‘Oh! I am always well,’ said Little Dorrit, timidly. ‘I—yes, thank you.’

There was no reason for her faltering and breaking off, other than that Mrs Gowan had touched her hand in speaking to her, and their looks had met. Something thoughtfully apprehensive in the large, soft eyes, had checked Little Dorrit in an instant.

‘You don’t know that you are a favourite of my husband’s, and that I am almost bound to be jealous of you?’ said Mrs Gowan.

Little Dorrit, blushing, shook her head.

‘He will tell you, if he tells you what he tells me, that you are quieter and quicker of resource than any one he ever saw.’

‘He speaks far too well of me,’ said Little Dorrit.

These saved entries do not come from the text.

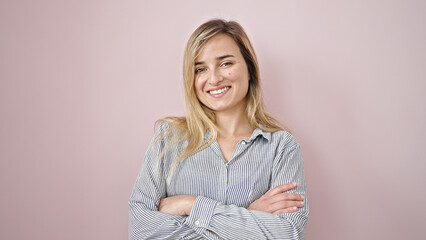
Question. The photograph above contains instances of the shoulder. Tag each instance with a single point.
(284, 139)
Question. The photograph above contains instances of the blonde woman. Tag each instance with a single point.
(226, 170)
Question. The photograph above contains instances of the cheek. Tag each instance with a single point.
(199, 85)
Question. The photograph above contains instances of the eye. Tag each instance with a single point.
(199, 70)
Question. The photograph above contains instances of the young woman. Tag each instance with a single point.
(226, 170)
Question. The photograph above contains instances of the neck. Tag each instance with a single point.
(233, 124)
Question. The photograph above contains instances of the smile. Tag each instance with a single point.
(218, 91)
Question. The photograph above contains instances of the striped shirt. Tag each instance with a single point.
(224, 190)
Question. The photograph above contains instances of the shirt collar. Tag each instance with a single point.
(257, 132)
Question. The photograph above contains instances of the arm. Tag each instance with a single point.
(145, 221)
(231, 222)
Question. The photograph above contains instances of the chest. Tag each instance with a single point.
(241, 181)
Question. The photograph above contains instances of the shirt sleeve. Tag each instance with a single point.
(233, 222)
(145, 221)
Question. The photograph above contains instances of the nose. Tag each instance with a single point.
(215, 77)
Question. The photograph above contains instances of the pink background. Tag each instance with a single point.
(82, 83)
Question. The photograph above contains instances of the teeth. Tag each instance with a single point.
(219, 90)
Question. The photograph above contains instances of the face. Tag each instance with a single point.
(221, 75)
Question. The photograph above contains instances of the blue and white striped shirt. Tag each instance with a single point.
(224, 190)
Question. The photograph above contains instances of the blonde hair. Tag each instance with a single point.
(198, 118)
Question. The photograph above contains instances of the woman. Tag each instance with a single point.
(226, 170)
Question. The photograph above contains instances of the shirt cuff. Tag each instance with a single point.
(201, 213)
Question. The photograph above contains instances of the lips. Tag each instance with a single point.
(218, 91)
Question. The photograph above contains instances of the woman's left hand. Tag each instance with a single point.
(177, 205)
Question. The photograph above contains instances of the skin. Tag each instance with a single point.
(221, 83)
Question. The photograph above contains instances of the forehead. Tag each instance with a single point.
(218, 45)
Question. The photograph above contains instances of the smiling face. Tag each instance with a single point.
(221, 75)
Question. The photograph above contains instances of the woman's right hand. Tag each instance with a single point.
(278, 201)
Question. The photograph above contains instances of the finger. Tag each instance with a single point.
(290, 196)
(286, 210)
(285, 204)
(280, 189)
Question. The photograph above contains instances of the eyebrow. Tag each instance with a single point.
(218, 58)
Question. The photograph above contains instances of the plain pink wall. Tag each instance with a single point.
(82, 83)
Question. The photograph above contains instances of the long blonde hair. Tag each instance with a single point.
(198, 118)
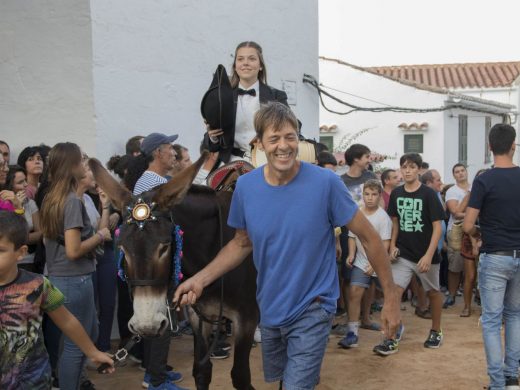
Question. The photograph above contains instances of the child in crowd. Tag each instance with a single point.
(362, 272)
(416, 213)
(24, 297)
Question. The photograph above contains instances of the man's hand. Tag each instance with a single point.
(394, 252)
(424, 264)
(99, 358)
(188, 292)
(391, 313)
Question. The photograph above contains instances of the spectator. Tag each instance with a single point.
(69, 243)
(157, 149)
(32, 161)
(24, 296)
(5, 151)
(390, 180)
(17, 183)
(133, 145)
(494, 201)
(454, 197)
(416, 218)
(327, 160)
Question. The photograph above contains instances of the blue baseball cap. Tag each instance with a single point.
(154, 140)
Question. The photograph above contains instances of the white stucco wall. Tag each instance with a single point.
(440, 141)
(46, 73)
(153, 64)
(97, 72)
(384, 137)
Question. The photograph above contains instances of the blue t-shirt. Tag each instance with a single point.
(292, 231)
(496, 194)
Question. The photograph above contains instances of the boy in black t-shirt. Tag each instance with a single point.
(416, 214)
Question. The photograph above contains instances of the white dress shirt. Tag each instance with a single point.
(247, 106)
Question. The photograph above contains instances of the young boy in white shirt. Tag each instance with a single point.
(362, 272)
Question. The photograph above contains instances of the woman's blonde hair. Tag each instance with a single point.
(63, 157)
(262, 74)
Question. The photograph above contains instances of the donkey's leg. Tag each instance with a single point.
(202, 370)
(244, 329)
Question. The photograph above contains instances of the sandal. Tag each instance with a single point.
(371, 326)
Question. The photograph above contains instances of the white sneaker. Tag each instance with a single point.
(258, 335)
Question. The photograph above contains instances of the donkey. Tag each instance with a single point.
(145, 238)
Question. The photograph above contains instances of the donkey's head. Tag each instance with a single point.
(145, 238)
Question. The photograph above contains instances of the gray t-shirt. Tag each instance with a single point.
(74, 217)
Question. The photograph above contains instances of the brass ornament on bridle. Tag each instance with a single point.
(141, 213)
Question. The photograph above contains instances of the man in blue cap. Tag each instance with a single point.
(160, 155)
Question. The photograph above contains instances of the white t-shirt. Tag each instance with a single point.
(383, 225)
(454, 193)
(247, 106)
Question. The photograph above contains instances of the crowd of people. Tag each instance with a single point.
(397, 234)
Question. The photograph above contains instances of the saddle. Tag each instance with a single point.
(225, 178)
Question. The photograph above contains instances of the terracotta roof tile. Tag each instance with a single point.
(452, 76)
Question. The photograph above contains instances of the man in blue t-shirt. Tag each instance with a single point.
(285, 212)
(494, 201)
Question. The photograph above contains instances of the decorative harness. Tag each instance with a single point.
(141, 213)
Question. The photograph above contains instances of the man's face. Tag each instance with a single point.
(436, 183)
(330, 166)
(166, 155)
(371, 197)
(9, 255)
(6, 153)
(460, 174)
(281, 148)
(393, 180)
(409, 171)
(362, 162)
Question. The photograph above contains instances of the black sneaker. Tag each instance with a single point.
(219, 354)
(512, 383)
(387, 347)
(434, 339)
(87, 385)
(450, 301)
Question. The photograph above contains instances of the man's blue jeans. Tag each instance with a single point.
(294, 353)
(499, 284)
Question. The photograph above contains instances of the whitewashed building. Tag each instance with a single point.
(445, 126)
(97, 72)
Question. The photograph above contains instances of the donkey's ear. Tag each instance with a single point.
(176, 189)
(118, 195)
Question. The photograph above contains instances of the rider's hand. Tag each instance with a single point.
(188, 292)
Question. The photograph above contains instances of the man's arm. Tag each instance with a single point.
(469, 222)
(393, 250)
(453, 208)
(229, 257)
(425, 262)
(351, 251)
(72, 328)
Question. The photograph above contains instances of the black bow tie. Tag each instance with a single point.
(251, 92)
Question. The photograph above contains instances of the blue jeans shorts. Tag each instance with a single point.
(294, 353)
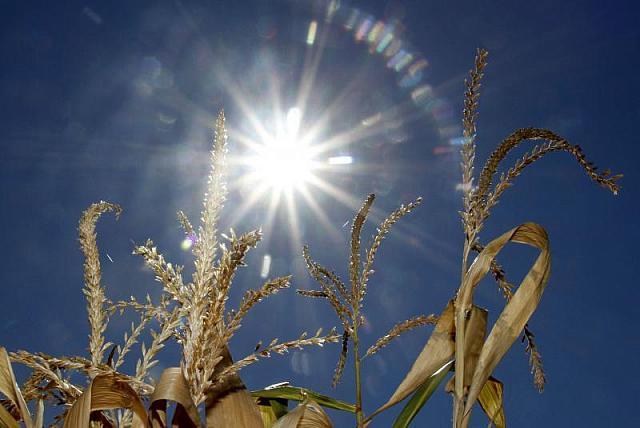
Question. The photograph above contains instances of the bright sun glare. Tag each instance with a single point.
(284, 162)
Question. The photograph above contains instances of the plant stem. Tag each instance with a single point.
(356, 359)
(458, 405)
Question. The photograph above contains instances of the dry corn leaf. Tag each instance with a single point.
(308, 414)
(517, 311)
(172, 386)
(39, 422)
(490, 400)
(105, 392)
(229, 404)
(6, 420)
(9, 387)
(476, 330)
(436, 353)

‘I doubt that; but I don’t at all doubt that I must tell him you are here. I should never be forgiven, if I were to let you—and Miss Dorrit—go, without doing so. May I? You can excuse the disorder and discomfort of a painter’s studio?’

The inquiries were addressed to Miss Fanny, who graciously replied that she would be beyond anything interested and enchanted. Mrs Gowan went to a door, looked in beyond it, and came back. ‘Do Henry the favour to come in,’ said she, ‘I knew he would be pleased!’

The first object that confronted Little Dorrit, entering first, was Blandois of Paris in a great cloak and a furtive slouched hat, standing on a throne platform in a corner, as he had stood on the Great Saint Bernard, when the warning arms seemed to be all pointing up at him. She recoiled from this figure, as it smiled at her.

‘Don’t be alarmed,’ said Gowan, coming from his easel behind the door. ‘It’s only Blandois. He is doing duty as a model to-day. I am making a study of him. It saves me money to turn him to some use. We poor painters have none to spare.’